"His Ars grammatica, especially the section on the eight parts of speech, though possessing little claim to originality, and evidently based on the same authorities which were used by the grammarians Charisius and Diomedes, attained such popularity as a schoolbook that, in the Middle Ages, he became the eponym for a rudimentary treatise of any sort, called a donet. When books came to be printed in the 15th century, editions of the little book were multiplied to an enormous extent. It is also the only purely textual work to be printed in blockbook form (cut like a woodcut, not using movable type). It is in the form of an Ars Minor, which only treats of the parts of speech, and an Ars Major, which deals with grammar in general at greater length.
"Donatus was a proponent of an early system of punctuation, consisting of dots placed in three successively higher positions to indicate successively longer pauses, roughly equivalent to the modern comma, colon, and full stop. This system remained current through the seventh century, when a more refined system due to Isidore of Seville gained prominence" (Wikipedia article on Aelius Donatus, accessed 01-15-2011)
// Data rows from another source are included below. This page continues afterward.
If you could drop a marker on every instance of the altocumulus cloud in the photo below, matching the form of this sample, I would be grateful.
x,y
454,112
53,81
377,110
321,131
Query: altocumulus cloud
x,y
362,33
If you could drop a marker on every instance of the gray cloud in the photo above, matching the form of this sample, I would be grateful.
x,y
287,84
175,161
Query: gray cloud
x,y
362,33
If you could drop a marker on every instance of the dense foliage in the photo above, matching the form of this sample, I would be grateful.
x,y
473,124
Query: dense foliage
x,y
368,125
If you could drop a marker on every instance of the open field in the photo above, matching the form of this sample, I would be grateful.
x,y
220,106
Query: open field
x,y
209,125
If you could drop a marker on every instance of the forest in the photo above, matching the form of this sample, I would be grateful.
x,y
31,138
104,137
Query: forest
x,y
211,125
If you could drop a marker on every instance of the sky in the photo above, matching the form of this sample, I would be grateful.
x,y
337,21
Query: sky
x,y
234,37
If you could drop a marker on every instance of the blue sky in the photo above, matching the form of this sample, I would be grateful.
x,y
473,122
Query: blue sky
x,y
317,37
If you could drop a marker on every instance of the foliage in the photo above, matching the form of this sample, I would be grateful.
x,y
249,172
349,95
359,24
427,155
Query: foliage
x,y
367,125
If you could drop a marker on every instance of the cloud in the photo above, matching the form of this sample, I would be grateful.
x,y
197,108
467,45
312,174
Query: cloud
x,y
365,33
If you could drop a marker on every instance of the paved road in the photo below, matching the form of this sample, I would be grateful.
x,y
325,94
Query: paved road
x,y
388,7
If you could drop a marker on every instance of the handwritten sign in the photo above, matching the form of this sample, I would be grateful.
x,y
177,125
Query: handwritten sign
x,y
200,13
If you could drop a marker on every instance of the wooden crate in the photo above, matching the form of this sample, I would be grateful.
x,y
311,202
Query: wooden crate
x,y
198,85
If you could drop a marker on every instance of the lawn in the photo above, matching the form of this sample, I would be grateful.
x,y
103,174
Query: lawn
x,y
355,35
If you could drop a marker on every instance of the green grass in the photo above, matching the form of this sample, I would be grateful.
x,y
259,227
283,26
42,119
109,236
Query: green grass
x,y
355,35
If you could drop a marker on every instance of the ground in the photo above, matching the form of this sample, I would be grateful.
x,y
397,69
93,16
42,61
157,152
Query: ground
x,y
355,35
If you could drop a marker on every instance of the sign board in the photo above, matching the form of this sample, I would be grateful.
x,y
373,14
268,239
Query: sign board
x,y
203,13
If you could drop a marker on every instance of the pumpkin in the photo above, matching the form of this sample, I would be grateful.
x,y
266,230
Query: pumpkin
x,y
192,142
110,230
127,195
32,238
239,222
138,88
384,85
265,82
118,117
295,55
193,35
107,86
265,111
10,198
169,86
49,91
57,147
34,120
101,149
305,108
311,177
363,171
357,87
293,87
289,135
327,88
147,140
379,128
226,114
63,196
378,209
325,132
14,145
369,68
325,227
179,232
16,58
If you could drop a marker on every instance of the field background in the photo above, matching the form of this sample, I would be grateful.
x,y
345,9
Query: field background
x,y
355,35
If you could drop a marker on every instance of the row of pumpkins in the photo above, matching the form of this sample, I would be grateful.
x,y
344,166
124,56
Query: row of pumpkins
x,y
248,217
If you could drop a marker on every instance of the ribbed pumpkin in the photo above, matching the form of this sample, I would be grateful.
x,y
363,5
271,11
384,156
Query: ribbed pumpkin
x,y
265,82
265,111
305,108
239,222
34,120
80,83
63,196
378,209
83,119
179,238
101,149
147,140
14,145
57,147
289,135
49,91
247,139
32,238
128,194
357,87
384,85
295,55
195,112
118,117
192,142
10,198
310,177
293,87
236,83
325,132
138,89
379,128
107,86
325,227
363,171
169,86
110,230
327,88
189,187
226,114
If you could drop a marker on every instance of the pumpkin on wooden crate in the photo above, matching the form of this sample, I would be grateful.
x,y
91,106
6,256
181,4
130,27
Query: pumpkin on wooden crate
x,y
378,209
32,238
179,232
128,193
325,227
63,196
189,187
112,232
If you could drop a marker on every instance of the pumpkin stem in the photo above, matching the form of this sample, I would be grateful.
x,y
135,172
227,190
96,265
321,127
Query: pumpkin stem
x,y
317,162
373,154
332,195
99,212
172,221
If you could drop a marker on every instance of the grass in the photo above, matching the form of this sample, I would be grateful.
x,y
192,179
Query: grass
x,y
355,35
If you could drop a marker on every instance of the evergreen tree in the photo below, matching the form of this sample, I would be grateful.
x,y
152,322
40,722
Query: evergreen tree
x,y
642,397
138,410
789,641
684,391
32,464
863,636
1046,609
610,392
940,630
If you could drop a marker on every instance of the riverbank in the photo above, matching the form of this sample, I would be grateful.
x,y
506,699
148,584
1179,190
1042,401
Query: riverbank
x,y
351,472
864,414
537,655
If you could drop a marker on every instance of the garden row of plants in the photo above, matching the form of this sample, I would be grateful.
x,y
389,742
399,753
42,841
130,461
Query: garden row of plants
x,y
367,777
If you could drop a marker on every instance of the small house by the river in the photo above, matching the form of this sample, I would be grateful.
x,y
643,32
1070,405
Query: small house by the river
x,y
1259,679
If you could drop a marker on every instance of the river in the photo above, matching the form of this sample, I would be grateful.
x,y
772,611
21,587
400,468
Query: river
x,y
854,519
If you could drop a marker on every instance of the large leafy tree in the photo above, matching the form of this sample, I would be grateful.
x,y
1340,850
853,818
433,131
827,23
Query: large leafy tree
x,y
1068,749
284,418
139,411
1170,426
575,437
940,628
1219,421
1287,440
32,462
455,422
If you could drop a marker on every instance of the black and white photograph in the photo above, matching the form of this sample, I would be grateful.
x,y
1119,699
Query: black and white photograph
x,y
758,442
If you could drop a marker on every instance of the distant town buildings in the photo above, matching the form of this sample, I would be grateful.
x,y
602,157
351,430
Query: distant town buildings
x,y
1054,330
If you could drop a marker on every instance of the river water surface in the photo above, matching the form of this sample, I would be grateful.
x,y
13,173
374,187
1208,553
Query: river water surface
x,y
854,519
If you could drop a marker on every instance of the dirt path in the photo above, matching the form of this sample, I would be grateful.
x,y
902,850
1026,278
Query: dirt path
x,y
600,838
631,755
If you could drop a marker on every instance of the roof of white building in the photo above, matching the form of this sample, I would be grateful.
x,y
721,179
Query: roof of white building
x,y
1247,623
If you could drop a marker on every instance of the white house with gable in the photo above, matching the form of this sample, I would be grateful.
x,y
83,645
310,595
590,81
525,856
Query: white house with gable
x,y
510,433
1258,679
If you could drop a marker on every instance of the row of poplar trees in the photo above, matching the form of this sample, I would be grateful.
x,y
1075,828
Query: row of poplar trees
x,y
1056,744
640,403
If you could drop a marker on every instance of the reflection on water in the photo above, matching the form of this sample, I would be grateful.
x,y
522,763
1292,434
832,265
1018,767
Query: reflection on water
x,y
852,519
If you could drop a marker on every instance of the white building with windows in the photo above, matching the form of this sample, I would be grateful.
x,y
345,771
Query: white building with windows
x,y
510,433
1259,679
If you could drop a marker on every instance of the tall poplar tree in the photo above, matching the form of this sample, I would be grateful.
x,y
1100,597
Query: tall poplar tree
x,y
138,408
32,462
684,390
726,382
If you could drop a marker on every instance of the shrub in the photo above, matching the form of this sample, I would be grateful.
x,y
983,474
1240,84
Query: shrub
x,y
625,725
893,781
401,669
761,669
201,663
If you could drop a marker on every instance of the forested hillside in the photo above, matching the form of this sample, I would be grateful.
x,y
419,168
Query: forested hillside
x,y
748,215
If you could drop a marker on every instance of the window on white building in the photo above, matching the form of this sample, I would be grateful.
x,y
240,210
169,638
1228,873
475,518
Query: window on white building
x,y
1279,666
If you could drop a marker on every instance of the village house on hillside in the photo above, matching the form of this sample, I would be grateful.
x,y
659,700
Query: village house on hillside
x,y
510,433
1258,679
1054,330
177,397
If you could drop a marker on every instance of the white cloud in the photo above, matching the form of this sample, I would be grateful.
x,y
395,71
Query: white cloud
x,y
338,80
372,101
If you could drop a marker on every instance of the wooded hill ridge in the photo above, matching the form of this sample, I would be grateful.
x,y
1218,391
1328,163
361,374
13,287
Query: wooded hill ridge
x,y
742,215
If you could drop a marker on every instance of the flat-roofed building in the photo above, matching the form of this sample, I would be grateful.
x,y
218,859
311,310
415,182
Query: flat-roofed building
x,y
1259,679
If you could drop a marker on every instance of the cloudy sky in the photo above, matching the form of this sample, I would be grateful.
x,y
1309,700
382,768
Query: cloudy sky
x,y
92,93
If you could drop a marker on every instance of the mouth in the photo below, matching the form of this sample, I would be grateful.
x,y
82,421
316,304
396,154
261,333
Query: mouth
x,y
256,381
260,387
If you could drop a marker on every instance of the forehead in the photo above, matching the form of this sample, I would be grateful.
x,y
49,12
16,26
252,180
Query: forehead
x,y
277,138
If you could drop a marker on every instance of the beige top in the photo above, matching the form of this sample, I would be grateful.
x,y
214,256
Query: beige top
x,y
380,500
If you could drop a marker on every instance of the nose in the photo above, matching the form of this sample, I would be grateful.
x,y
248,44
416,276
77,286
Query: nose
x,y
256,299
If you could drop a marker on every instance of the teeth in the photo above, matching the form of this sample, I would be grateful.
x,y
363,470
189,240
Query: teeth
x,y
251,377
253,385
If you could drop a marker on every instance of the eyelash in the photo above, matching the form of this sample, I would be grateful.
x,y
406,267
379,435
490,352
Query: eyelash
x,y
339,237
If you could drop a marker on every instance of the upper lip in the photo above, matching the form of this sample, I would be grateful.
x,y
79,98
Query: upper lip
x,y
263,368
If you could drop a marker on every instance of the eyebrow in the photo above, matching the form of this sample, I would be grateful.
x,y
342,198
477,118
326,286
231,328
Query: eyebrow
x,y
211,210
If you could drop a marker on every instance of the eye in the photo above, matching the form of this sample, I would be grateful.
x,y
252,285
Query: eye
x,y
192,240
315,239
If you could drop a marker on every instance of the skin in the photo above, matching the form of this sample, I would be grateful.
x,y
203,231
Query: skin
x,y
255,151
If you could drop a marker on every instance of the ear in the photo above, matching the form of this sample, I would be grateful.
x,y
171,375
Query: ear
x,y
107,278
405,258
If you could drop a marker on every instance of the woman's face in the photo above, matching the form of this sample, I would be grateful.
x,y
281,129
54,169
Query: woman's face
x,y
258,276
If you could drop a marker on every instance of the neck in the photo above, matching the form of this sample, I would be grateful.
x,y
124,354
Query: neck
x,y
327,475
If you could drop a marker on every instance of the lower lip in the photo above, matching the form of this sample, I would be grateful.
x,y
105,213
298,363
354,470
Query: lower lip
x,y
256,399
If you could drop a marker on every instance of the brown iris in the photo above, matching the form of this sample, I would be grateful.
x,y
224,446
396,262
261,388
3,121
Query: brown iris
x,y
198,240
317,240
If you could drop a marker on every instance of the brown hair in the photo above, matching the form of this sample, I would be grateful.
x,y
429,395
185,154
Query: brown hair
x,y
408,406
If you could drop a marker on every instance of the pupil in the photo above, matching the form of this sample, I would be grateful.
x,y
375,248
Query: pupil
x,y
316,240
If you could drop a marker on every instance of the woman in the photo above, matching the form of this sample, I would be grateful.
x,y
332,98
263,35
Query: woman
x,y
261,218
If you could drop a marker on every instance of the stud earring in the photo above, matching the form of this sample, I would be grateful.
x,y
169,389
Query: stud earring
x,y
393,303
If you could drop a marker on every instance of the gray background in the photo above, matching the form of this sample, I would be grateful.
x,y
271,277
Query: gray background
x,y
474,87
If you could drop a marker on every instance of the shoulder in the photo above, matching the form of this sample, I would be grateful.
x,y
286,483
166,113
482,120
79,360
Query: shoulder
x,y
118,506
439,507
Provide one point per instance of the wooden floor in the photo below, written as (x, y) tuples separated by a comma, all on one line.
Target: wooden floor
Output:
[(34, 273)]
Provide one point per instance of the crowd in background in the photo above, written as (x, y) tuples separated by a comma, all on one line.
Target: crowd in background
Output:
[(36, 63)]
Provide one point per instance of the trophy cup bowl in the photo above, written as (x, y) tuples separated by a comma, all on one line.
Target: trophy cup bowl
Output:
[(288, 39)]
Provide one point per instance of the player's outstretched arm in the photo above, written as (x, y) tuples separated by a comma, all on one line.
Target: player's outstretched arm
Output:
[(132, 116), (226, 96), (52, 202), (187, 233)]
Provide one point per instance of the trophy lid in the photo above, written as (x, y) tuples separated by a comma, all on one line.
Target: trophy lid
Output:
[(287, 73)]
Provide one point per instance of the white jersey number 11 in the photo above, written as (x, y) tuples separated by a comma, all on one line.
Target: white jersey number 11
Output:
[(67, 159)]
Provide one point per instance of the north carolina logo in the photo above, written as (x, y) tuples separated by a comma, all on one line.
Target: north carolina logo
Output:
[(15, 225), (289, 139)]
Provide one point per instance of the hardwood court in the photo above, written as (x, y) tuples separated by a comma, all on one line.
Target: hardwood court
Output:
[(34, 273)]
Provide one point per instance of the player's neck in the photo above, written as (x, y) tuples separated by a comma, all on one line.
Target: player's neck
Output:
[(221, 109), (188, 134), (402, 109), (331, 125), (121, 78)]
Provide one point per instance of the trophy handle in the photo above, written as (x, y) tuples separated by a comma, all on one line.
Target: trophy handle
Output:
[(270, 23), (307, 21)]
About 1454 an edition of the Ars minor by the fourth-century Roman grammarian Aelius Donatus was printed in Mainz in the type of the 36-line Bible (sometimes also called the DK-type). The year of printing is uncertain.
A fragment containing leaves 6/9, preserved in ULB Darmstadt, and catalogued by the Incunabula Short Title Catalogue as ISTC No.: id00314700, might be the earliest of the circa 435 different printings of the small grammar book printed in the fifteenth century. Nearly all copies of all editions of this work survived only in fragments, indicating that copies were mainly read out of existence. One other fragment preserved in Berlin is also estimated to have been printed in 1454: ISTC No.: id00314850.
Because so many of the surviving copies of Donatus are fragments we may deduce that there may have been further fifteenth century printings, of which no copies survived.
Fuessel, Gutenberg and the Impact of Printing. Translated from the German by Douglas Martin (2003) 30.